The facts in the case of the Parker Mills disclosed a doing of business within this State much more clearly than is shown in the present case. There the company had a depot in the city of New York, to which it transmitted nails manufactured by it in Massachusetts and Rhode Island, for sale by its agent in New York. The sales amounted to about $300,000 per annum; the proceeds were remitted to the corporation in *Page 45 
Massachusetts, and it is to be inferred from the facts that a supply of nails was constantly kept on hand at the New York depot, yet this was not regarded by this court as taxable under the act of 1855. In the present case, the business of the bank was to receive deposits, issue bills and make discounts, but it is expressly denied that it carried on any such business in this State, or engaged in any transactions here, except to send funds not required for immediate use to its agent in New York for temporary employment in loans on call and otherwise, but making no permanent investment, and retaining the right to draw for such funds at all times.

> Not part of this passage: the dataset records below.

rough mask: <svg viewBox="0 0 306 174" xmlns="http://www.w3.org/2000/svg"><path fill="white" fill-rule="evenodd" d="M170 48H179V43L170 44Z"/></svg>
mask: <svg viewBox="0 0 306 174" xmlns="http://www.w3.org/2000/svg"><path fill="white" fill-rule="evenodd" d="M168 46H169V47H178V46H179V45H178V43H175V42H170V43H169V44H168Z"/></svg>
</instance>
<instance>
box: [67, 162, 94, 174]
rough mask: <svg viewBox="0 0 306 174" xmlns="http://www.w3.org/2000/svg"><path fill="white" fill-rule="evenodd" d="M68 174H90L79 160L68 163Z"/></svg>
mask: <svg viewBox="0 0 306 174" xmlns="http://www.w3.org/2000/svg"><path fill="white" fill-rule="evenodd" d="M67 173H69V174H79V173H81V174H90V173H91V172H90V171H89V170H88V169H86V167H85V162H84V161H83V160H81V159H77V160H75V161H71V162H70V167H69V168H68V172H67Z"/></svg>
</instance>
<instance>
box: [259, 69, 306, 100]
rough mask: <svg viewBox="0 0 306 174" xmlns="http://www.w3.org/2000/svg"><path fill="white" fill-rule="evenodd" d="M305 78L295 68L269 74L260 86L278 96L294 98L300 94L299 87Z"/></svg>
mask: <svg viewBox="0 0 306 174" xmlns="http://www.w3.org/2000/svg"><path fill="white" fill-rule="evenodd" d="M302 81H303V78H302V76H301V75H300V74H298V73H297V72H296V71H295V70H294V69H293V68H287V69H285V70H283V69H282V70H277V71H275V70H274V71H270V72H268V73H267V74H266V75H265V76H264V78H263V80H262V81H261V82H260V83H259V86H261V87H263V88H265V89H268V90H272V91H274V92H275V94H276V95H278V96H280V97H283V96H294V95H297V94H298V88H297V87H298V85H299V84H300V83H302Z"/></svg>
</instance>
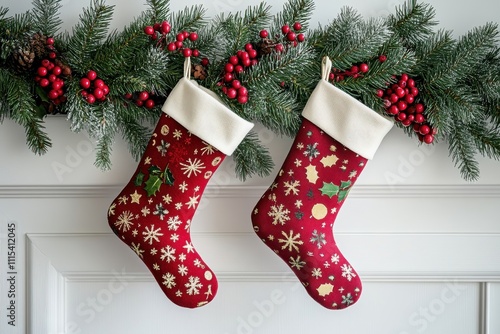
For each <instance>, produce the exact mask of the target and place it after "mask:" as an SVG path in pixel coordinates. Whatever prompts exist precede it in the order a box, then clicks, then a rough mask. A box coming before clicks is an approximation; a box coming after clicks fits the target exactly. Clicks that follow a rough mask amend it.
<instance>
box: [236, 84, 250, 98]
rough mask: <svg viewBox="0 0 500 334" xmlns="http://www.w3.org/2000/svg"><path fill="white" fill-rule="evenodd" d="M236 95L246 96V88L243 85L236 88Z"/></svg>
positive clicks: (246, 89) (247, 90)
mask: <svg viewBox="0 0 500 334" xmlns="http://www.w3.org/2000/svg"><path fill="white" fill-rule="evenodd" d="M238 96H248V89H247V88H246V87H244V86H241V87H240V88H238Z"/></svg>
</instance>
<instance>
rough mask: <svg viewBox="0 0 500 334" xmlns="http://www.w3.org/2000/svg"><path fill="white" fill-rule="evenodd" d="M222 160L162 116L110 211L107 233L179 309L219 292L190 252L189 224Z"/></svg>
mask: <svg viewBox="0 0 500 334" xmlns="http://www.w3.org/2000/svg"><path fill="white" fill-rule="evenodd" d="M224 158H225V155H224V154H223V153H221V152H220V151H218V150H217V149H216V148H214V147H213V146H211V145H209V144H208V143H206V142H203V141H202V140H201V139H200V138H198V137H196V136H195V135H192V134H191V133H190V132H189V131H188V130H187V129H186V128H184V127H183V126H181V125H180V124H179V123H177V122H176V121H175V120H174V119H173V118H171V117H169V116H167V115H166V114H162V115H161V117H160V120H159V122H158V124H157V126H156V129H155V131H154V133H153V135H152V137H151V139H150V141H149V143H148V146H147V148H146V151H145V152H144V155H143V156H142V159H141V161H140V163H139V166H138V167H137V170H136V171H135V173H134V175H133V176H132V178H131V180H130V182H129V183H128V184H127V185H126V186H125V188H124V189H123V190H122V191H121V192H120V194H119V195H118V196H117V197H116V199H115V200H114V201H113V202H112V204H111V206H110V207H109V211H108V222H109V225H110V227H111V229H112V230H113V231H114V233H115V234H116V235H117V236H118V237H119V238H120V239H121V240H122V241H123V242H124V243H125V244H127V245H128V246H129V247H130V248H132V250H134V252H135V253H136V254H137V255H138V256H139V258H140V259H141V260H142V261H143V262H144V264H146V266H147V267H148V268H149V270H150V271H151V273H152V274H153V276H154V277H155V279H156V281H157V282H158V285H159V286H160V287H161V289H162V290H163V292H164V293H165V295H166V296H167V297H168V298H169V299H170V300H172V301H173V302H174V303H175V304H177V305H179V306H183V307H189V308H194V307H198V306H202V305H204V304H206V303H208V302H210V301H211V300H212V299H213V298H214V296H215V294H216V292H217V286H218V285H217V280H216V277H215V275H214V273H213V272H212V270H211V269H210V268H209V267H208V266H207V265H206V264H205V262H204V261H203V260H202V259H201V257H200V255H199V254H198V252H197V251H196V249H194V248H193V245H192V242H191V236H190V226H191V219H192V217H193V215H194V213H195V211H196V208H197V207H198V203H199V201H200V199H201V196H202V194H203V191H204V189H205V186H206V185H207V183H208V181H209V179H210V178H211V176H212V174H213V173H214V172H215V170H216V169H217V167H218V166H219V165H220V163H221V162H222V161H223V160H224Z"/></svg>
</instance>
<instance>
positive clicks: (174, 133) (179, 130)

This seems to me to fall clearly within the provisions of the act of 1851, exempting from taxation money transmitted by moneyed corporations or capitalists to their agents for purposes of investment or otherwise.

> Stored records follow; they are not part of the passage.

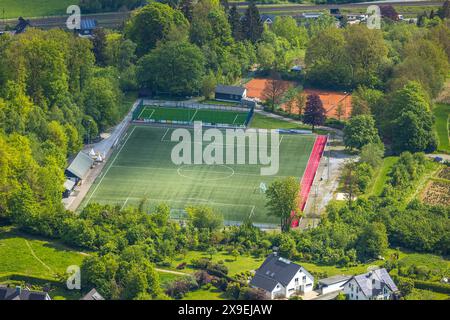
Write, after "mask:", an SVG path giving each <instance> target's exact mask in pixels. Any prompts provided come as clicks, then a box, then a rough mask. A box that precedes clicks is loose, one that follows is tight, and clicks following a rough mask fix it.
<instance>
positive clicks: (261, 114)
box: [250, 112, 311, 130]
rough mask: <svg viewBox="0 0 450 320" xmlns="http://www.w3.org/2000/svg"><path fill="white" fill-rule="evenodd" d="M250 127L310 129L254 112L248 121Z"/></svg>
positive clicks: (259, 127)
mask: <svg viewBox="0 0 450 320" xmlns="http://www.w3.org/2000/svg"><path fill="white" fill-rule="evenodd" d="M250 127H251V128H261V129H303V130H311V127H310V126H307V125H299V124H296V123H293V122H289V121H284V120H280V119H276V118H271V117H267V116H264V115H262V114H259V113H256V112H255V114H254V115H253V119H252V121H251V122H250Z"/></svg>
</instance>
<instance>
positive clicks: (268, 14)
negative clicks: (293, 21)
mask: <svg viewBox="0 0 450 320" xmlns="http://www.w3.org/2000/svg"><path fill="white" fill-rule="evenodd" d="M261 21H262V23H263V24H267V25H269V26H270V25H272V23H274V22H275V16H274V15H273V14H262V15H261Z"/></svg>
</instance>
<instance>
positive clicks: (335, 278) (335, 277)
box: [319, 275, 351, 286]
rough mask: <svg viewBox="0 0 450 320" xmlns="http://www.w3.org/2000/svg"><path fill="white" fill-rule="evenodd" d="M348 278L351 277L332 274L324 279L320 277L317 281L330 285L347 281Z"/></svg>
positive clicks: (341, 275) (348, 278)
mask: <svg viewBox="0 0 450 320" xmlns="http://www.w3.org/2000/svg"><path fill="white" fill-rule="evenodd" d="M350 278H351V276H345V275H337V276H332V277H329V278H325V279H320V280H319V283H320V284H323V285H325V286H330V285H332V284H335V283H339V282H343V281H347V280H349V279H350Z"/></svg>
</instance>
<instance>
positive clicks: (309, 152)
mask: <svg viewBox="0 0 450 320" xmlns="http://www.w3.org/2000/svg"><path fill="white" fill-rule="evenodd" d="M316 141H317V137H316V139H314V143H313V147H312V148H311V151H310V152H309V157H308V161H307V162H306V165H305V171H306V169H307V168H308V163H309V160H311V156H312V151H313V150H314V146H315V145H316ZM305 171H303V175H302V178H301V179H300V185H301V184H302V183H303V177H304V176H305Z"/></svg>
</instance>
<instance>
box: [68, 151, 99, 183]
mask: <svg viewBox="0 0 450 320" xmlns="http://www.w3.org/2000/svg"><path fill="white" fill-rule="evenodd" d="M93 163H94V160H93V159H92V158H91V157H89V155H87V154H86V153H84V152H81V151H80V152H78V154H77V156H76V157H75V159H73V161H72V162H71V163H70V166H69V167H68V168H67V171H69V172H71V173H72V174H74V175H75V176H77V177H78V178H80V179H83V178H84V177H85V175H86V173H87V172H88V171H89V169H90V168H91V166H92V164H93Z"/></svg>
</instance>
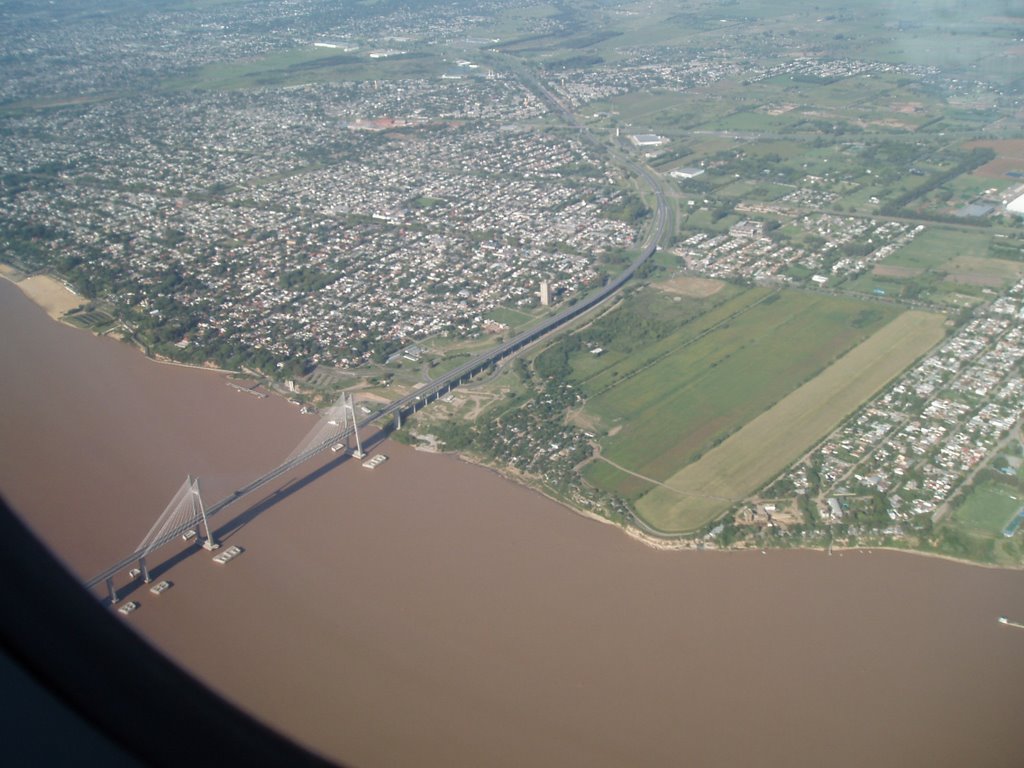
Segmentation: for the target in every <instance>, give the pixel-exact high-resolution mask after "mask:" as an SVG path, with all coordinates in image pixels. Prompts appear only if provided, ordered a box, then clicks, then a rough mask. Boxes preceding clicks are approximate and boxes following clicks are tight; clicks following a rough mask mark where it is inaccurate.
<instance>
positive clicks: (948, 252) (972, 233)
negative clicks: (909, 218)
mask: <svg viewBox="0 0 1024 768" xmlns="http://www.w3.org/2000/svg"><path fill="white" fill-rule="evenodd" d="M991 237H992V236H991V233H990V232H987V231H977V230H964V229H953V228H949V227H938V226H929V227H928V228H926V229H925V230H924V231H923V232H921V233H920V234H918V237H915V238H914V239H913V240H912V241H911V242H910V243H907V244H906V245H905V246H903V247H902V248H900V249H898V250H897V251H896V252H895V253H893V254H892V256H890V257H889V258H887V259H885V261H883V262H882V263H883V264H884V265H888V266H908V267H918V268H921V269H942V268H944V267H945V266H946V265H947V264H948V263H949V262H950V261H951V260H952V259H954V258H956V257H957V256H983V255H985V254H986V253H987V252H988V243H989V240H990V239H991Z"/></svg>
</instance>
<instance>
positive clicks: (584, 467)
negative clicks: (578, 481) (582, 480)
mask: <svg viewBox="0 0 1024 768" xmlns="http://www.w3.org/2000/svg"><path fill="white" fill-rule="evenodd" d="M583 476H584V479H585V480H587V482H589V483H590V484H591V485H595V486H597V487H599V488H614V489H615V493H616V494H617V495H618V496H621V497H622V498H623V499H626V500H627V501H630V502H635V501H636V500H637V499H639V498H640V497H642V496H643V495H644V494H646V493H647V492H648V490H650V489H652V488H653V487H655V486H654V483H652V482H650V481H649V480H645V479H643V478H641V477H637V476H636V475H632V474H630V473H629V472H624V471H623V470H621V469H618V468H617V467H614V466H612V465H611V464H608V463H607V462H604V461H600V460H597V461H593V462H591V463H590V464H588V465H587V466H586V467H584V470H583Z"/></svg>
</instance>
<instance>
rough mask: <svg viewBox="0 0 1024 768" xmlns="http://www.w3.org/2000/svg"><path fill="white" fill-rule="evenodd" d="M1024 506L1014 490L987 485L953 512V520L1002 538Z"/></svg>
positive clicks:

Whether the funds are sent for the purpose of making a single investment or many, or whether such transactions are merely occasional or carried on through a succession of years cannot make any difference. So long as the foreign principal retains the control of his funds, and the transactions of the agent are confined to the mere loaning of the money, carrying on no trade or commercial or other dealings, I do not think the funds can be regarded as invested in a business done here within the meaning of the act of 1855, read in connection with the act of 1851, but that the intention of the act of 1851 was, that for foreign capital transmitted here, for the purpose of being loaned to our own citizens, and employed by them in their business, no tax should be assessed either upon the foreign capitalist or his agent resident in this State; and that the act of 1855 was not intended to change this policy. With the question of its wisdom we have nothing to do. The power of taxation is vested in the legislature, and our duty is simply to interpret its enactments.
The judgment should be reversed.
ALLEN, ANDREWS and JOHNSON, JJ., concur; CHURCH, Ch. J., GROVER and FOLGER, JJ., dissent.